A sunk sub makes for more fish in the sea

By: Marty Wentzel

The good ship Carthaginian went down without a fight, but clients can still see the 97-foot steel-hulled vessel in her new home under the sea.

Filled with water and sunk by Atlantis Adventures on Dec. 13, the former floating tourist attraction is adopting a new role as an artificial reef, providing a novel sight for passengers aboard Atlantis Submarines Maui as well as independent scuba divers.

Originally a German freight carrier, the Carthaginian was converted into a replica of a whaling supply vessel and put on display in Lahaina Harbor in 1973. Owned by the Lahaina Restoration Foundation, she attracted thousands of visitors who toured and photographed the West Maui landmark over the years. After a study determined that a refurbishment of the beloved ship was costprohibitive, the foundation approached Atlantis in 2003 about buying it for use as an artificial reef.

Atlantis Submarines Maui general manager Jim Walsh said his company incorporated community input and took all the needed precautions during its two years of planning, making sure the artificial reef provides lasting benefits to marine life.

“As stewards of the environment that Atlantis works in, we’ve been committed to doing this project the right way,” Walsh said. “The artificial reef will have a very positive impact on Lahaina’s marine life.”

Before the sinking, I joined an Atlantis submarine tour off Maui’s western shores, whose clear waters provide excellent viewing of dozens of types of sea creatures. After shuttling our group 10 minutes from Lahaina Harbor on the open-air vessel Holokai, pilot Brian Ott helped us aboard the Atlantis IV, a 65-foot 48-passenger air-conditioned sub with 38,000 dives to its credit.

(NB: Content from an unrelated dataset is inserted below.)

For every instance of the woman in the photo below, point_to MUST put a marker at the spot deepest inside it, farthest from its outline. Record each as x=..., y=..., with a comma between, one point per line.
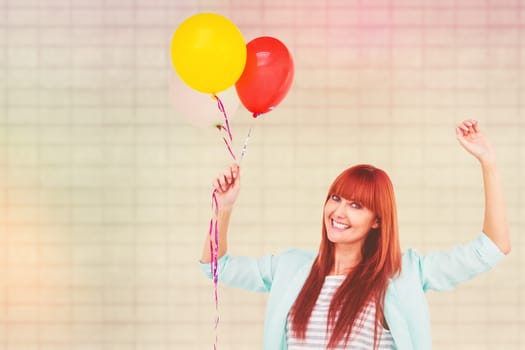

During the tour, my fellow passengers and I were regaled with lively patter about the denizens of the deep swimming by. As long-nosed butterflyfish and Moorish idols made appearances, an Atlantis copilot shared information and answered questions, occasionally spicing up the presentation with music.

Visions of moray eels, parrotfish and unusual shapes of coral had clients eagerly leaning forward to peer through the sub’s windows. Six lights on either side of the vessel made it easy to ogle the undersea splendors.

“Sometimes we see manta rays and dolphins,” Ott said. “The marine life down here isn’t afraid of the sub at all. As a matter of fact, they’re curious about us. We’ve even had humpback whales swim right up and rub against us.”

The trip was so entertaining, I wondered why Atlantis felt the need to add the sunken Carthaginian to its itinerary.

“There are two things people always want to see during our tours shipwrecks and sharks,” said Ott. “At least we have control over shipwrecks. Also, turtles gravitate to shipwrecks, so we hope they’ll be attracted to the Carthaginian.”

Ott talked about the Carthaginian’s new home, a sandy-bottomed site a half-mile offshore between Puamana Park and Launiapoko Park.

“The ship is anchored 95 feet under the surface, which is a better depth for scuba divers than our current, deeper site,” he said.

The location, which does not impact swimming and surfing, helps alleviate overuse of natural reefs along the Lahaina coastline, Ott added.

In an area currently devoid of coral reef, the sunken Carthaginian will develop into a self-sustaining habitat that increases the numbers of fish, coral and other marine life in the area.

“Atlantis staff and local marine biologists will be keeping watch over the shipwreck to track the benefits of the artificial reef and the types of creatures that it attracts,” he said, noting that Hawaii’s Land and Natural Resources department approved the project based on a detailed environmental impact statement.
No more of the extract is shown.